Philodendron 'Birkin Pink' ('Pink Bikini')

Philodendron 'Birkin Pink' ('Pink Bikini') is a compact variegated Philodendron with dark green leaves marked by pale pink, cream, or softly blushed striping. New leaves can open with stronger pink tones, while older leaves usually mature into green with lighter variegation.

This plant grows from a central crown with short internodes and thick petioles. The leaves stay close to the central growth point, giving the plant a dense, self-heading shape in an indoor pot.

Pink striping and self-heading growth

  • Growth habit: Compact, self-heading Philodendron with upright petioles and short internodes.
  • Leaf pattern: Pink, cream, or pale striping appears over darker green foliage and varies from leaf to leaf.
  • New growth: Fresh leaves may show stronger pink tones before the colour settles as the leaf hardens.
  • Container behaviour: Short internodes and upright petioles keep the foliage gathered around the central growth point.
  • Propagation: Requires a stem section with a viable node; single leaves do not restart into full plants.

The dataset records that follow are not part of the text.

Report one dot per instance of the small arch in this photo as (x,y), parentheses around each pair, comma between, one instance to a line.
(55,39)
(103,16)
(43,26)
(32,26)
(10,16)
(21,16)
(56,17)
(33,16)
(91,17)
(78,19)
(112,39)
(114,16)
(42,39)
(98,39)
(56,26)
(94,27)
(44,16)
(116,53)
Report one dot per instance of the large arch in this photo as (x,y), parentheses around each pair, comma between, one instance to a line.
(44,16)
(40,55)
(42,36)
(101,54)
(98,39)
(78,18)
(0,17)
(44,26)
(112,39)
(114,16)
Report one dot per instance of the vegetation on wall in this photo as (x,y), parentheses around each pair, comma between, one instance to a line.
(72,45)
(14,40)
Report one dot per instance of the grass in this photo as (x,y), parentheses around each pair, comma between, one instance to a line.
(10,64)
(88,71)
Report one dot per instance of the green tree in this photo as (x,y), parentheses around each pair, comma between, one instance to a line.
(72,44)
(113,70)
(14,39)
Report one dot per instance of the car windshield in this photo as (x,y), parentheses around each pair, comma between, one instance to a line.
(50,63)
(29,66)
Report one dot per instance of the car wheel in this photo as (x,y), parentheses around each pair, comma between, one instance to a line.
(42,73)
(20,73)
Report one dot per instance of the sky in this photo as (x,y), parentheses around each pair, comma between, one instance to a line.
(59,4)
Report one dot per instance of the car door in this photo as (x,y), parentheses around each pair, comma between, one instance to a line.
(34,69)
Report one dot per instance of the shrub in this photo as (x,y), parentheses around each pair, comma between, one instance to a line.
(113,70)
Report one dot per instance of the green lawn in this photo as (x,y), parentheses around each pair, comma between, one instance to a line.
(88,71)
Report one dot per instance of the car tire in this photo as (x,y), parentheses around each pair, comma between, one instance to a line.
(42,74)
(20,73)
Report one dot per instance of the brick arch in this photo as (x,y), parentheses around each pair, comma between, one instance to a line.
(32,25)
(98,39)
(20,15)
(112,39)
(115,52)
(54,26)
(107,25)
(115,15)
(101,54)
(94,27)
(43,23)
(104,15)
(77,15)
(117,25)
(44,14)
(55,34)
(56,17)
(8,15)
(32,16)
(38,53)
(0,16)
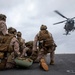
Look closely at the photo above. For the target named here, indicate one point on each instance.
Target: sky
(28, 15)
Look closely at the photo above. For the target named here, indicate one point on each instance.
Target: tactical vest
(45, 37)
(4, 49)
(21, 42)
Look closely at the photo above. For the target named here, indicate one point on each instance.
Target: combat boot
(44, 65)
(52, 62)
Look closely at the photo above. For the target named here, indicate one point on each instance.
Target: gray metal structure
(64, 65)
(69, 25)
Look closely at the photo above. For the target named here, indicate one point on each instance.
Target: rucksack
(46, 38)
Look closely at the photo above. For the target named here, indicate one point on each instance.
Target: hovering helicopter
(69, 25)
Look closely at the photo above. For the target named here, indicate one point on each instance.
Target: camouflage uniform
(23, 48)
(46, 45)
(8, 43)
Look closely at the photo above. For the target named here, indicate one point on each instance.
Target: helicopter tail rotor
(59, 22)
(60, 14)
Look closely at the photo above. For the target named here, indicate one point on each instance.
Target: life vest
(46, 37)
(4, 49)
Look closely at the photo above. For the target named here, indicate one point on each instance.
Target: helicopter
(69, 23)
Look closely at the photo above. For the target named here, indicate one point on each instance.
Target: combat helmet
(12, 30)
(3, 17)
(19, 34)
(43, 27)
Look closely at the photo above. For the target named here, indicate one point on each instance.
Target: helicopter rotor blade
(60, 14)
(73, 17)
(59, 22)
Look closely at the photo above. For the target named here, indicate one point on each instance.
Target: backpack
(46, 38)
(4, 49)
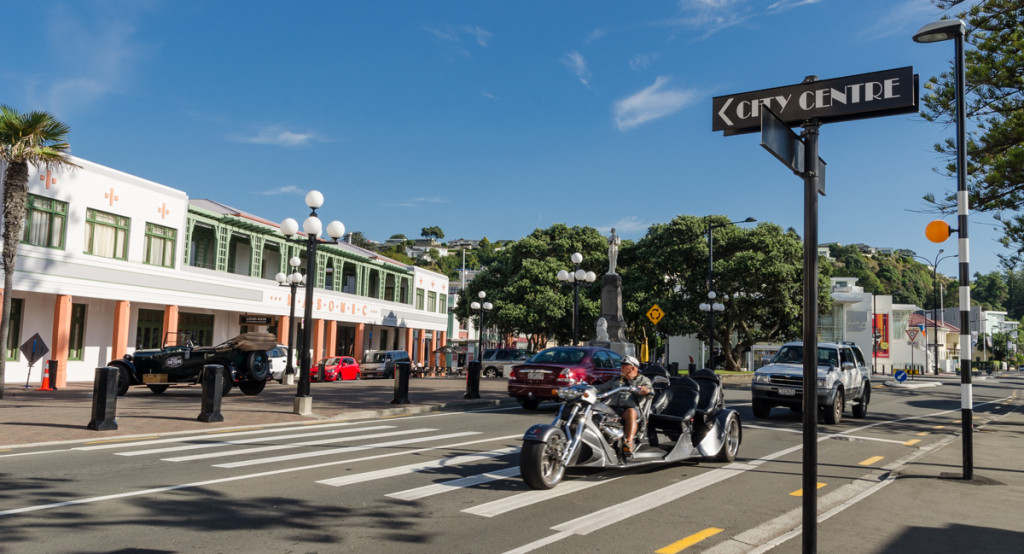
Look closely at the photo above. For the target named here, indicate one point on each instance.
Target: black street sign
(786, 146)
(857, 96)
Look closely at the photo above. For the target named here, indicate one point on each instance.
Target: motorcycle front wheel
(540, 463)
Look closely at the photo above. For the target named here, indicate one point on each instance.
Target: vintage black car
(244, 359)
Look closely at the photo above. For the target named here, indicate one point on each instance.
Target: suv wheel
(834, 414)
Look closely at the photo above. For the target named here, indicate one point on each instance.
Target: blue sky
(486, 118)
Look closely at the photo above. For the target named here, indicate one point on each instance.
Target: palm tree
(37, 138)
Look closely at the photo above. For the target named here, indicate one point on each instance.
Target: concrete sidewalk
(33, 417)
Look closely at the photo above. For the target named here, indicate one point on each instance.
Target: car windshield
(795, 354)
(558, 355)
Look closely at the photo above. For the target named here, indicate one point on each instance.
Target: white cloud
(576, 61)
(650, 103)
(275, 135)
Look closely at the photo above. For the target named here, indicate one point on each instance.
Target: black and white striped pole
(955, 30)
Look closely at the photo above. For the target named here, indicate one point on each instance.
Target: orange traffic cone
(46, 379)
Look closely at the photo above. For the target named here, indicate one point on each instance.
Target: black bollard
(104, 399)
(401, 371)
(473, 380)
(213, 385)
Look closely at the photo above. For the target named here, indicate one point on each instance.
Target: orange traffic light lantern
(937, 231)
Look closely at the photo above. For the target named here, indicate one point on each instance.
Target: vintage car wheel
(252, 387)
(124, 380)
(258, 365)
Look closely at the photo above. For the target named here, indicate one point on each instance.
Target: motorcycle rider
(627, 403)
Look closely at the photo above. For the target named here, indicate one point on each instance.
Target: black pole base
(104, 400)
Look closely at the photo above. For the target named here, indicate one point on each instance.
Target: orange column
(119, 342)
(284, 327)
(317, 340)
(60, 338)
(332, 338)
(170, 320)
(360, 330)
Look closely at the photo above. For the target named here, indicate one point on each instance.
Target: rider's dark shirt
(625, 398)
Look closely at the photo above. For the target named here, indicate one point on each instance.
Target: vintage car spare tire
(258, 365)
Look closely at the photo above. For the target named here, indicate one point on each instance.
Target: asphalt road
(448, 482)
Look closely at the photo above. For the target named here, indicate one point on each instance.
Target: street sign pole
(810, 533)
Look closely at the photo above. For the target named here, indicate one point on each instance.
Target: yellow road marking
(122, 439)
(800, 492)
(683, 544)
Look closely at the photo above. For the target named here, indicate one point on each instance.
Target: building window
(107, 235)
(14, 331)
(44, 221)
(76, 342)
(160, 245)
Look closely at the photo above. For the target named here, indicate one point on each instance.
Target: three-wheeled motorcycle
(686, 419)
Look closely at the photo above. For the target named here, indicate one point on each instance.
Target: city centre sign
(857, 96)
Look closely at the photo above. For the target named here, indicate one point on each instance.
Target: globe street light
(711, 290)
(935, 301)
(578, 278)
(955, 30)
(480, 307)
(312, 227)
(292, 281)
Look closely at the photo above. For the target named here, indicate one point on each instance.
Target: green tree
(434, 232)
(994, 75)
(760, 268)
(36, 138)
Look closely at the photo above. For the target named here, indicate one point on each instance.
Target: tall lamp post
(578, 278)
(713, 306)
(935, 304)
(480, 307)
(955, 30)
(292, 281)
(312, 227)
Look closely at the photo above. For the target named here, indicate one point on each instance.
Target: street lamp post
(292, 281)
(935, 301)
(578, 278)
(955, 30)
(312, 227)
(713, 306)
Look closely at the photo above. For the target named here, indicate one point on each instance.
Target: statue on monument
(613, 243)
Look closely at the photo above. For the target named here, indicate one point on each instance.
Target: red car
(560, 367)
(341, 368)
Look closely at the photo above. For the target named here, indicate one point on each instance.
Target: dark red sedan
(560, 367)
(335, 369)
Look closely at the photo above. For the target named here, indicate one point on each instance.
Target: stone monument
(613, 329)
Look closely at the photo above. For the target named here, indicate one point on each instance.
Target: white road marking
(196, 484)
(419, 466)
(290, 445)
(210, 444)
(455, 484)
(343, 450)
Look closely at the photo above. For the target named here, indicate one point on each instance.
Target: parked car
(536, 380)
(243, 357)
(337, 368)
(499, 361)
(842, 378)
(279, 361)
(382, 363)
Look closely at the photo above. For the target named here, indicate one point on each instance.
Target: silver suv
(499, 361)
(843, 377)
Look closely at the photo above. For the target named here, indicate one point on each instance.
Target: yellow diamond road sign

Compact growth and variable striping

Philodendron 'Birkin Pink' ('Pink Bikini') develops from a central growing point with leaves held on thick petioles. The short internodes keep the plant dense, while each new leaf adds a different balance of green tissue and pale striping.

The pale areas contain less chlorophyll than the green parts. Leaves with more pink or cream can mature more slowly than greener leaves because the pale tissue contains less chlorophyll.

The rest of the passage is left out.